Tips on never getting caught with your pants down by a 3rd party service:
1. Never ever rely on a service maintained by a 3rd party to remain secure. Just assume they will be compromised in the near future (including your password).
2. Make your password strong but don't reuse it; save it in your browser password cache or keyring. Use a memorized really-freaking-difficult master password for the browser cache/keyring.
3. Use NoScript and updated browsers to help prevent XSS and other simple attacks from compromising your cached cookies.
4. Encrypt all sensitive stored information yourself using a well-vetted tool such as gpg, openssl, etc and store the encrypted files on the 3rd party service.
5. Keep hard copies of your secure files, keys, etc in a secure location. 'The Cloud' is not a backup, it's a trap.
A security hole is one thing, but something like being able to log into anyone's account with whatever you'd like as the password? Or changing a digit in a URL and accessing someone else's account?
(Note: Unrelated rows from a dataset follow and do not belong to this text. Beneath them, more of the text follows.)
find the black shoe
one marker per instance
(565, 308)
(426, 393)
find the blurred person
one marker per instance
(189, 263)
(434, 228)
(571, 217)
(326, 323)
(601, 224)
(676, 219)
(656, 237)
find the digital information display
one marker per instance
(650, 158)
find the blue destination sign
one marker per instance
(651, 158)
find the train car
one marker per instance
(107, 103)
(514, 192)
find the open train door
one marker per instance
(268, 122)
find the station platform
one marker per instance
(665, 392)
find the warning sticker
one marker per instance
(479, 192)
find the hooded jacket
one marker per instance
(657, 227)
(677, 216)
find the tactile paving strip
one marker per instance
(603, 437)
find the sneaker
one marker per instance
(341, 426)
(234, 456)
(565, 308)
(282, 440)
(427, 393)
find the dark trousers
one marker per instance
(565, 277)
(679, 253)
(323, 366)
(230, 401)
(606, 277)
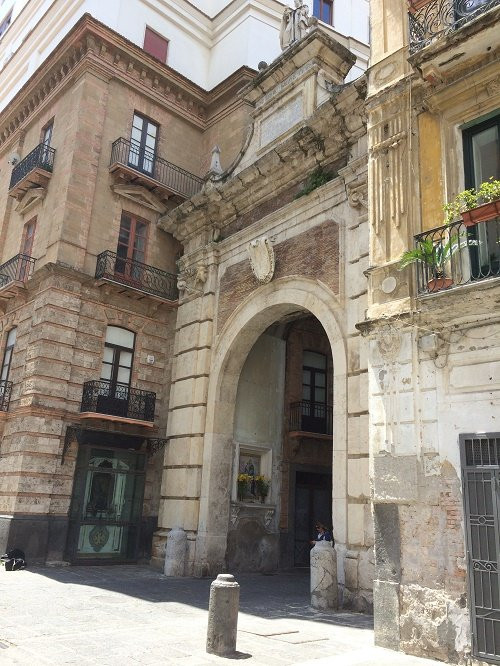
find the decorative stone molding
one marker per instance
(357, 194)
(191, 280)
(262, 261)
(30, 199)
(141, 196)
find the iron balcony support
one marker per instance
(42, 157)
(136, 275)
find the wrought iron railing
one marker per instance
(438, 17)
(177, 180)
(17, 269)
(136, 275)
(308, 416)
(105, 397)
(5, 392)
(42, 157)
(458, 255)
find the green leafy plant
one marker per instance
(433, 255)
(472, 198)
(315, 179)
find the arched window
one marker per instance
(118, 356)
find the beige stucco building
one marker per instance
(433, 126)
(145, 363)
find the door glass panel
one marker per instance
(107, 505)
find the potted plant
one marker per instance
(262, 487)
(243, 483)
(475, 205)
(433, 256)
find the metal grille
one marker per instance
(482, 452)
(308, 416)
(439, 17)
(177, 180)
(17, 269)
(481, 475)
(103, 397)
(454, 255)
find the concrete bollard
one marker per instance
(175, 552)
(324, 576)
(223, 615)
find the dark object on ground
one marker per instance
(14, 560)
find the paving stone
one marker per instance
(135, 615)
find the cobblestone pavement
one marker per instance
(134, 615)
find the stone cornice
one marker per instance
(91, 44)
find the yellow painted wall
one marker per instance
(431, 178)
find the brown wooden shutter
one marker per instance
(155, 45)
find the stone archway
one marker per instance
(265, 306)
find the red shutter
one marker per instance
(155, 45)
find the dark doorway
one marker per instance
(313, 502)
(106, 506)
(481, 475)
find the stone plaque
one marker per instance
(281, 120)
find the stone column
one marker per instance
(323, 576)
(223, 615)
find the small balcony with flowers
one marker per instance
(463, 251)
(437, 26)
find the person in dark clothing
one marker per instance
(323, 534)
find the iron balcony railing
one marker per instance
(429, 20)
(5, 392)
(136, 275)
(42, 157)
(458, 255)
(144, 161)
(105, 397)
(308, 416)
(17, 269)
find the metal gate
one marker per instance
(481, 479)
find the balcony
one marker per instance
(460, 255)
(312, 418)
(35, 170)
(136, 277)
(156, 174)
(428, 21)
(14, 275)
(117, 402)
(5, 392)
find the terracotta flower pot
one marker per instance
(436, 284)
(481, 213)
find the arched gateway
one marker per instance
(269, 304)
(268, 421)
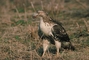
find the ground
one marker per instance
(18, 30)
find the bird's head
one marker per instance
(39, 14)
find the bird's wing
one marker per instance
(60, 33)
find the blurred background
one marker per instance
(18, 30)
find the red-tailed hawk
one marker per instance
(51, 31)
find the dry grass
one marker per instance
(18, 31)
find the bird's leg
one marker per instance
(58, 46)
(45, 46)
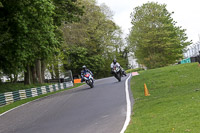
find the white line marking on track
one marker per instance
(128, 109)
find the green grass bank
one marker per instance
(174, 102)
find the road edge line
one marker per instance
(128, 108)
(30, 102)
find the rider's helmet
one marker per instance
(114, 61)
(84, 67)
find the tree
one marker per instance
(31, 29)
(92, 41)
(29, 34)
(154, 37)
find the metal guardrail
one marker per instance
(10, 97)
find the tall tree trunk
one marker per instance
(34, 75)
(43, 67)
(56, 69)
(15, 78)
(38, 71)
(27, 80)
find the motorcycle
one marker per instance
(89, 79)
(117, 73)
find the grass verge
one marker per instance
(8, 87)
(18, 103)
(174, 103)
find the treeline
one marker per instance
(57, 35)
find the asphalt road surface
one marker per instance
(101, 109)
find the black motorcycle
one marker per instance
(89, 79)
(117, 73)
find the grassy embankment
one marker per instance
(174, 102)
(20, 87)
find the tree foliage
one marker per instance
(155, 39)
(30, 33)
(93, 41)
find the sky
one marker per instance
(186, 14)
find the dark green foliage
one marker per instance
(154, 38)
(93, 41)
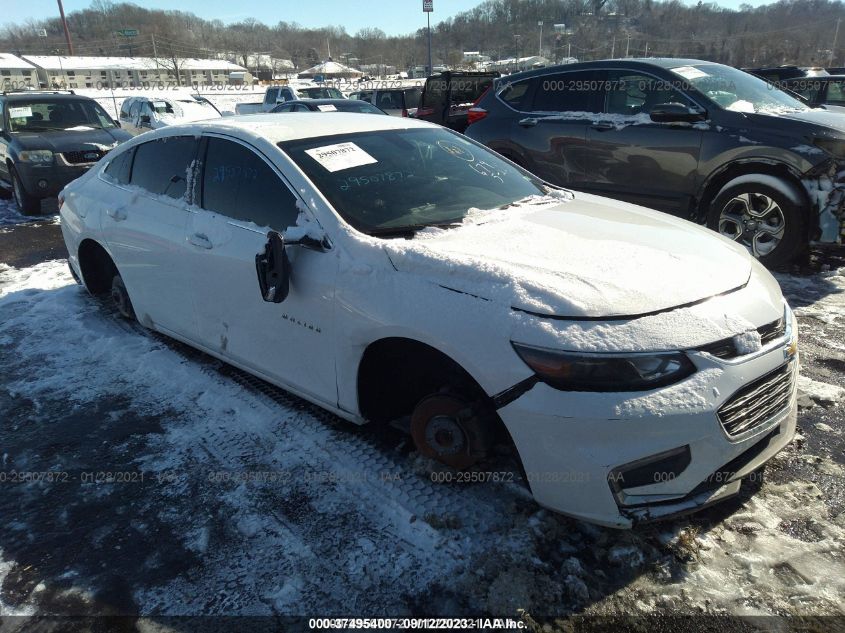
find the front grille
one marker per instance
(756, 403)
(726, 348)
(83, 156)
(772, 331)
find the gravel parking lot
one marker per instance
(163, 482)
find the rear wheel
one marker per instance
(120, 298)
(28, 204)
(768, 220)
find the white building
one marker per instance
(125, 72)
(16, 73)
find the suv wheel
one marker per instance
(29, 205)
(768, 220)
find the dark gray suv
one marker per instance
(48, 139)
(696, 139)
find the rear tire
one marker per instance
(769, 221)
(28, 204)
(120, 298)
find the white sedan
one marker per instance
(389, 269)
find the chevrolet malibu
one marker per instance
(394, 272)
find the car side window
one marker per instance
(836, 93)
(271, 96)
(514, 94)
(630, 93)
(567, 92)
(239, 184)
(120, 167)
(161, 166)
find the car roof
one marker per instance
(28, 95)
(297, 125)
(641, 63)
(326, 101)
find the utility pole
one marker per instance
(67, 32)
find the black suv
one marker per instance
(696, 139)
(447, 97)
(48, 139)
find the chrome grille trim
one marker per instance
(758, 402)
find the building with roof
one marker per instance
(54, 71)
(15, 73)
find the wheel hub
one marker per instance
(447, 428)
(755, 220)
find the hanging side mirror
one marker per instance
(273, 269)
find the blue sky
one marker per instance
(391, 16)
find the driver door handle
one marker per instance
(118, 215)
(201, 240)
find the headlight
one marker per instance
(570, 371)
(834, 147)
(36, 156)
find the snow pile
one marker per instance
(820, 392)
(10, 215)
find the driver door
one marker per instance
(630, 157)
(242, 196)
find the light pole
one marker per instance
(428, 8)
(540, 52)
(64, 26)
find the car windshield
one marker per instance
(391, 181)
(320, 93)
(737, 90)
(39, 115)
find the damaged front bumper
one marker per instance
(826, 187)
(620, 459)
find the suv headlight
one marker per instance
(570, 371)
(36, 156)
(832, 146)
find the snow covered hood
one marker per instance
(587, 258)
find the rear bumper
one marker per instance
(669, 446)
(46, 181)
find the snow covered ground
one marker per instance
(179, 486)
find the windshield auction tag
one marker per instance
(340, 156)
(689, 72)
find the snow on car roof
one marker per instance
(300, 125)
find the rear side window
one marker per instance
(120, 167)
(161, 167)
(567, 92)
(632, 93)
(412, 98)
(238, 183)
(390, 100)
(514, 94)
(836, 93)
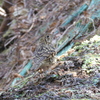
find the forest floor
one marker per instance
(76, 75)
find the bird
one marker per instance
(43, 56)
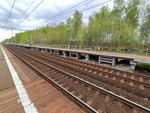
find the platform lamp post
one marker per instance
(68, 32)
(30, 39)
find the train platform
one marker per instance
(101, 57)
(22, 91)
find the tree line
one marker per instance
(127, 24)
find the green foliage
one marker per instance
(120, 27)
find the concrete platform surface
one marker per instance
(45, 97)
(136, 57)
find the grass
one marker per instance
(144, 66)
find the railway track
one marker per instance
(87, 92)
(128, 80)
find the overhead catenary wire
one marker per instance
(55, 18)
(26, 10)
(30, 12)
(66, 11)
(10, 12)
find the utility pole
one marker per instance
(30, 39)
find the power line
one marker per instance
(54, 18)
(30, 12)
(68, 10)
(26, 10)
(10, 28)
(10, 12)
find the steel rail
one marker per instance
(50, 80)
(102, 90)
(110, 74)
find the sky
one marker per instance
(21, 17)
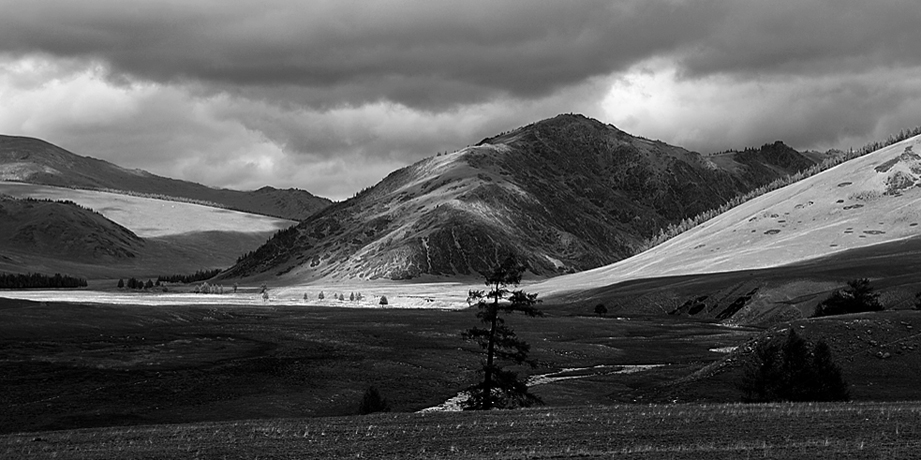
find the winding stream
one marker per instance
(454, 403)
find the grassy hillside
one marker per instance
(165, 237)
(864, 202)
(34, 161)
(565, 194)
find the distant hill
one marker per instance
(64, 230)
(153, 237)
(24, 159)
(566, 194)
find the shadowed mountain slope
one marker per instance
(564, 194)
(24, 159)
(130, 236)
(63, 230)
(862, 203)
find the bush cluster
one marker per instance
(37, 280)
(199, 275)
(858, 297)
(792, 371)
(134, 283)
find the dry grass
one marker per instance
(725, 431)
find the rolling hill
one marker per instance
(34, 161)
(566, 194)
(129, 236)
(777, 256)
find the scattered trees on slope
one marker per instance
(501, 388)
(858, 297)
(792, 371)
(675, 229)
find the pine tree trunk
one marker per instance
(490, 349)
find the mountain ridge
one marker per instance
(31, 160)
(566, 194)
Come on, that's like the guards at Fort Knox leaving all of the doors open directly to the gold, or the Secret Service collectively going out for a smoke break during a presidential parade.
The level of complexity of an attack and the ridiculousness of a hole are almost completely arbitrary in terms of compromising the security of a service. The biggest attacks of the past 6 months were performed either using social engineered credentials or extremely common web application vulnerabilities (so common that probably every hole used is on OWASP's Top 10 security holes).
The only reason Fort Knox or the Secret Service works is because it relies on humans spending 100% of their time actively focusing on security, 24 hours a day, every day. No web service I have ever heard of has that level of security.
As far as this particular hole: it's probably a bug somebody left in some code by accident and nobody foresaw the consequences. There are bugs like this in every system. The only reason you don't see more of these holes is because either nobody's looking for them or somebody found it and is keeping it very secret.